After beginning his writing career on DC horror titles, David Michelinie moved to Marvel. He and co-writer/inker Bob Layton established Iron Man’s battle with alcoholism, use of specialized armor variants and vendetta against Doctor Doom, as well as other aspects of the character that endure to this day. Michelinie’s unique blend of action, suspense and humor distinguished not only Iron Man, but also Amazing Spider-Man. With artist Todd McFarlane, he introduced the vicious vigilante Venom; he also wrote the first Venom limited series, Lethal Protector. Michelinie’s run as Amazing writer was second in length only to that of Stan Lee himself, while he also authored tie-in titles Spectacular Spider-Man, Web of Spider-Man and Spider-Man. He moved from Marvel’s flagship character to DC’s with a stint on Superman’s Action Comics, later returning to the world of Tony Stark for writing collaborations with Bob Layton on Iron Man: Legacy of Doom and Iron Man: The End.

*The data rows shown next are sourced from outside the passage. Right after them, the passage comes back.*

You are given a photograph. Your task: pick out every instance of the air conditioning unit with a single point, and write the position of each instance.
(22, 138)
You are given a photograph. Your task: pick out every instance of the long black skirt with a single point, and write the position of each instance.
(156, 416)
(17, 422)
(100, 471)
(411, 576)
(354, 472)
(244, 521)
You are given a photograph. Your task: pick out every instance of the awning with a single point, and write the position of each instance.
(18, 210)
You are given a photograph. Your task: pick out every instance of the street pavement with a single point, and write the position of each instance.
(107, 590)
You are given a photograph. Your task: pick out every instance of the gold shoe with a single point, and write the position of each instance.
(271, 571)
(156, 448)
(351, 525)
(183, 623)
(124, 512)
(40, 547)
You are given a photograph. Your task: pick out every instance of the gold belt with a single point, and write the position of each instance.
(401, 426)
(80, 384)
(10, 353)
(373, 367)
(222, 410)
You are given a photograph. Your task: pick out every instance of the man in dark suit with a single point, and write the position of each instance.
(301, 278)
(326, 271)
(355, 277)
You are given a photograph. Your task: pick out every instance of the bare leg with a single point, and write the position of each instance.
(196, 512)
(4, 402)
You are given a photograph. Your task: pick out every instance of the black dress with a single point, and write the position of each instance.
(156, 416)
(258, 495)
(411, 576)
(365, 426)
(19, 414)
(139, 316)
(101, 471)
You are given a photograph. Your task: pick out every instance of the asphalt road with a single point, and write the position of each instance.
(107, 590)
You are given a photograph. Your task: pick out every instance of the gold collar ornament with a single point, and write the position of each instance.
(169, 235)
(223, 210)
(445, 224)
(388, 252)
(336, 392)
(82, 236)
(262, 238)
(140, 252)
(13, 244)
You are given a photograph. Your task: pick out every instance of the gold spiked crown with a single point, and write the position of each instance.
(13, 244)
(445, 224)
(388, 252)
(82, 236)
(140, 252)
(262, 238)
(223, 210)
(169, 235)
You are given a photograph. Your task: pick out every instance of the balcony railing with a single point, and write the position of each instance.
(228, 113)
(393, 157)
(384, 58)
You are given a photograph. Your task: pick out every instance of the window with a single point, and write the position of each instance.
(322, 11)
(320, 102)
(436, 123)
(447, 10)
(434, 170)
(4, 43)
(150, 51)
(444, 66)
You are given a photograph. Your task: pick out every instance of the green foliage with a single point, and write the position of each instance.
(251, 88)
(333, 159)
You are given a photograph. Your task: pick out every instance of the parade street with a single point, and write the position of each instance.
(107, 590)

Bob Layton began as a prolific and popular inker for Charlton, Marvel and DC Comics, where he first teamed with longtime collaborator David Michelinie on Claw the Unconquered and Star Hunters. The Michelinie-Layton duo’s writing work on Iron Man (1978-1982 and 1987-1989) is one of the most popular and influential interpretations of that character. Leaving Marvel in 1990, he became a key writer/artist/editor at Valiant Comics, where he co-created characters such as X-O Manowar and rose to the post of editor in chief before departing. He still does occasional freelance work for DC and Marvel, notably Michelinie-Layton reunion projects Iron Man: Bad Blood (2000), Iron Man: Legacy of Doom (2008) and Iron Man: The End (2009).
A former animator for cult cartoonist Ralph Bakshi, Paul Smith penciled Uncanny X-Men during a brief but pivotal run that included Rogue joining the team, Storm’s controversial makeover, Wolverine’s near-marriage and Cyclops’ wedding to future villain Madelyne Pryor. He then moved to Doctor Strange, Marvel Fanfare and others, later drawing the acclaimed X-Men/Alpha Flight miniseries. With James Robinson, he created DC’s groundbreaking Golden Age miniseries, highlighting the publisher’s wartime heroes like few before or since. His work for other companies includes First’s Grimjack and Image’s Leave It to Chance; he returned to Marvel to pencil the miniseries Kitty Pryde: Shadow and Flame, revisiting some themes from his Uncanny work.
Beginning as Stan Lee’s production assistant, Herb Trimpe (1939-2015) went on to pencil a seven-year run on Marvel mainstay Incredible Hulk — during which he debuted the future X-Man, Wolverine — as well as 1970s classics Marvel Team-Up, Shogun Warriors and Godzilla. He was equally prolific during the 1980s on Nick Fury, The ’Nam and G.I. Joe; the 1990s saw him illustrate Marvel’s First Family on Fantastic Four Unlimited. Trimpe’s war-story credits also include the introduction of the Phantom Eagle, the WWI aviator hero whose adventures were later chronicled by Garth Ennis.